Goalies: They’ll tell you they’ve got it figured out now after they told us they did with Halak and then Ryan Miller. Brian Elliot’s numbers suggest that he should be able to handle everything, and then Slava Voynov’s Game 5 winner in 2013 will happen. Elliot is just good enough to break your heart. Jay Gallon has some real gaudy numbers out by the airport last year, and maybe he’s the real thing. The Blues really shouldn’t need a goalie to win them games, and yet the past three years they’ve watched them fall apart. Which is why I don’t think that defense is all that great, because their goalies have mattered way more for a team that supposedly takes him out of the equation.

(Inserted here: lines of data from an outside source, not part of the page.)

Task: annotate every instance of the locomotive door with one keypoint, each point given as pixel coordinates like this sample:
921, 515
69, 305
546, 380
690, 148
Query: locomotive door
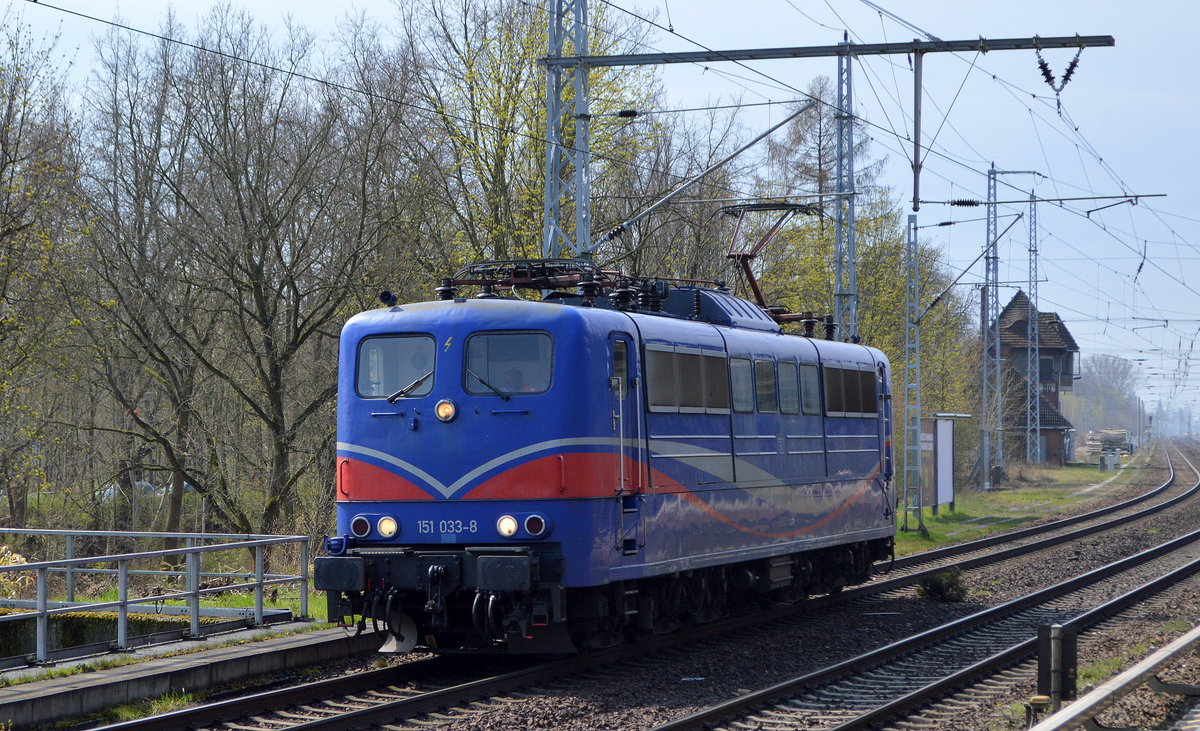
628, 485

Overall: Still a regular season monster, but as we know the Blues’ problems aren’t on a stat sheet but between the ears. In a world where even Darryl Sutter turned the Kings into something of a run-n-gun outfit, that’s what the Blues probably should be doing. But Pietrangelo is not Doughty or Keith, so they don’t have that drive from the back. They’re still dumb, and you still can’t guarantee that players like Oshie and Backes and others who have read their own press for a long time aren’t finally going to quit on Hitchcock. They threatened to at times last year. Still, if I had to bet I would say these are likely your division winners when Hossa and Toews and Kane and Keith stop caring about the regular season and start saving themselves for the playoffs. They can get past Minnesota’s or Dallas’s not-up-to-snuff blue lines, but looks like another meltdown on Madison for this crew. Though I’d really rather not go through it again if at all possible.